Hoje já ficou impossível dissociar nossas experiências reais do que acontece no mundo virtual. Utilizamos redes sociais, fazemos buscas em sites, lojas, ouvimos músicas e consumimos conteúdo de provedores de vídeo on demand o todo tempo. Tudo isso feito por milhões de pessoas, associado aos dados relacionados com o tempo de permanência de cada usuário em uma plataforma específica, além dos produtos adquiridos, acaba de certa forma “ensinando” à inteligência artificial – ou não tão artificial assim – o que merece ser apontado ou escondido dentro do ambiente virtual.

Enquanto alguns resultados passam a ser normalizados e recorrentes, outros, não aleatoriamente, acabam por cair em um lugar de quase inexistência. Um verdadeiro “não lugar”. Ou ainda pior: existem relatos de apontamentos nitidamente enviesados por recortes racistas. É o chamado “racismo algorítmico”.

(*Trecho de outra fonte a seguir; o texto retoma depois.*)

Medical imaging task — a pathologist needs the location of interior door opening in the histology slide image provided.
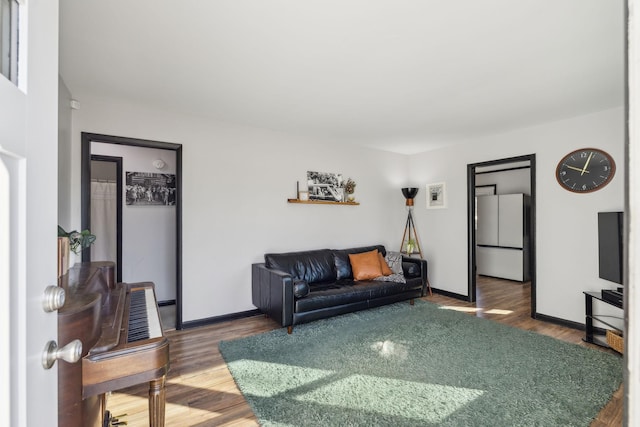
[81,132,182,329]
[467,154,536,317]
[89,154,122,282]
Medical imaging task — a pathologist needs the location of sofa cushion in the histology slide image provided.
[349,249,382,280]
[294,280,421,313]
[333,245,387,280]
[264,249,336,284]
[293,280,309,298]
[384,251,404,274]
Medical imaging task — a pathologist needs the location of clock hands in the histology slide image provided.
[564,165,589,175]
[580,151,593,176]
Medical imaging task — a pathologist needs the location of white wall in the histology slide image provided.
[66,94,408,321]
[410,108,625,323]
[91,142,176,301]
[58,77,73,230]
[476,165,531,195]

Estamos diante de nada mais que uma sequência de comandos que o computador ou a rede segue para executar cada tarefa, como um “passo a passo” para atender às buscas por infomação. Esta é a base de toda programação, determinando como redes sociais, sistemas de busca, programas de computadores e outros irão funcionar. Trabalho que não nasce do zero, mas sim de conceitos e parâmetros pré-estabelecidos, seja diretamente por programadores, seja pela compilação de dados referentes a resultados apontados por sistemas de pesquisa e busca, e a análise de retenção maior ou menor dos usuários.

Trazendo a conversa para o recorte racial, algumas reflexões merecem ser feitas, sob pena de, deixando-as de lado, normalizar situações de nítido racismo e que podem acabar açambarcadas por um discurso de falha no sistema.

Tarcízio Silva, um dos grandes nomes que vêm à tona quando estudamos o racismo algorítmico, diz que a expressão é utilizada para explicar como tecnologias podem acabar por fortalecer ordens de privilégios e exclusões, vistos na relação interpessoal, também no mundo digital.

A grande questão que se coloca diante de tecnologias e bancos de dados é o alcance e a noção de certeza gerada pelo seu uso. Ora, se realizo uma busca em navegadores de internet, tenho o que eles trazem como resultados como verdades absolutas, bem como excluo automaticamente tudo o que não me é mostrado de plano.

O algoritmo dita o que veremos e molda nossa forma de enxergar o mundo. Seja influenciando em escolhas de mercado, apontando como resultado de busca determinados candidatos a cargos públicos, enquanto “esconde” outros, ou mesmo reforça os pilares do privilégio branco e do racismo estrutural.

Muitos são os relatos que se tem do resultado prático do algoritmo reproduzindo situações de inequívoco racismo. São sistemas de reconhecimento facial que não identificam rostos negros, pesquisas que retornam imagens de pessoas negras quando o parâmetro de busca é “macaco”, ou somente homens negros quando o termo utilizado é “bandido”. Além do clássico “mulher bonita”, que retorna como resultados apenas imagens de mulheres brancas.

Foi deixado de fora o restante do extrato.